Abstract: In recent years, recommender systems and social graph mining techniques using data-driven machine learning algorithms have been successfully employed to overcome the information overload and to extract insightful information in many online applications. Among many algorithmic solutions, the matrix completion which aims at recovering a low-rank matrix from a partial sampling of its entries, has been proven as a successful method in collaborative filtering for recommender systems (e.g., the Netflix problem), missing data prediction, dimensionality reduction, and social graph mining (e.g., link prediction and network completion).

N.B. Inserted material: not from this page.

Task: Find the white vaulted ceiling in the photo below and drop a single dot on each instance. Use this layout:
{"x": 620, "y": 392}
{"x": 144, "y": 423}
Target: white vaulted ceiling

However, matrix completion methods perform poorly in practice especially when the observed matrix is sparse, some of the rows or columns are entirely missing– the so-called cold start problem or the observed ratings are not sampled uniformly at random. Recently, there has been an upsurge interest in utilizing other rich sources of side information about items/users, such as social or trust/distrust relationships between users and meta-data about items to compensate for the insufficiency of rating information and mitigate the cold-start users/items problem.
In this talk, we introduce a novel algorithmic framework for matrix completion that exploits the similarity information about users and items to alleviate the data sparsity issue and specifically the cold-start problem. In contrast to existing methods, our proposed algorithm decouples the following two aspects of the matrix completion to effectively exploit the side information: (i) the completion of a rating sub-matrix, which is generated by excluding cold-start users/items from the original rating matrix; and (ii) the transduction of knowledge from existing ratings to cold-start items/users using side information. We provide theoretical guarantees on the recovery error of the proposed decoupled algorithm and show through experiments on real-world data sets to demonstrate the merits of decoupled matrix completion.
We then discuss a unified framework to aggregate multiple sources of side information about users/items into a single distance metric that can be used in different recommendation methods. By modeling different types of side information as a similarity/dissimilarity constraint graph between entities, we cast the problem of learning from multiple sources as a distance metric learning (DML) problem from constraint graphs and introduce an efficient algorithm to learn such a metric. Aggregation of such information is of great importance, especially when a single view of the data is sparse or incomplete.
Biography: Rana Forsati is a post-doc researcher and instructor at Computer Science and Engineering department at Michigan State University since 2014. She obtained her Ph.D. (with honors) from Shahid Beheshti University (formerly known as The National University of Iran) in 2014. She also spent a year as a visiting research scholar at the University of Minnesota during her Ph.D. studies. Her research interests include applied machine learning, data mining, and optimization with applications in recommender systems, social graph analysis, and natural language processing.